Vili started playing with a local club called Maui Warriors but it wouldn’t be long before his talents outshone those around him and gave him the opportunity to see the world.
At 16, Vili already started to receive phone calls to be recognized as a high school all-american.
He recalls his dad feeling uneasy about the attention Vili was receiving, because it seemed a little too good to be true.
“At first my dad didn’t like it,” Vili said, laughing. “He didn’t believe it was true until I got my first tour with the
high school All-Americans to Las
Vili’s traveling tours stint did not stop there. The more Vili traveled, the more attention he gained and before long, he was playing everywhere.
After the Vegas 7’s Tournament, the high school All-American team chose him to play in England for another tournament.
After traveling to England, at 18-years-old, the all-American team took Vili on a South American tour where they played in Chile, Uruguay and Argentina.

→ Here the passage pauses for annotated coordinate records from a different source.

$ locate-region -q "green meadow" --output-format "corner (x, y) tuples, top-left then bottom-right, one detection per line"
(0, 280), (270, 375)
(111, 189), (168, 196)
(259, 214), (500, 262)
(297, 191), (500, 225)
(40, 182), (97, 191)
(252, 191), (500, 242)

“It was hard,” Vili said. “I had to balance all of these things with school, work and the other sports I was playing.”
Although it was a struggle, Vili graduated from Baldwin High school in Maui before landing in Minnesota to play for Metropolis at Spearhead Academy, where he played from 2012-2013.
After a year in Minnesota, the All-American U20 (under 20 years old) team called Vili to join them for a tour in France for the junior world rugby cup.
This is where Vili met Tony Pacheco who, at the time, was the head coach for Central Washington University’s rugby team.
“He offered me a scholarship and I said yes,” Vili said. “I was excited to play here, but I was also excited to be a flight away from home.”
While traveling, touring and playing the game he loves were great experiences, Vili acknowledges that it’s not always the easiest occupation.
“The hardest part was calling home while out of the country. I had to use Facebook and it didn’t work often,” Vili said. “I missed my family and the food back home.”
While being on the road to pursue his athletic dream was hard and rewarding, Vili appreciates the platform and opportunities rugby has provided him.
“Rugby is what’s giving me the opportunity to get my education,” said Vili. “I’ll stick to rugby until I can’t play anymore, but when the time comes, I’ll have my degree.”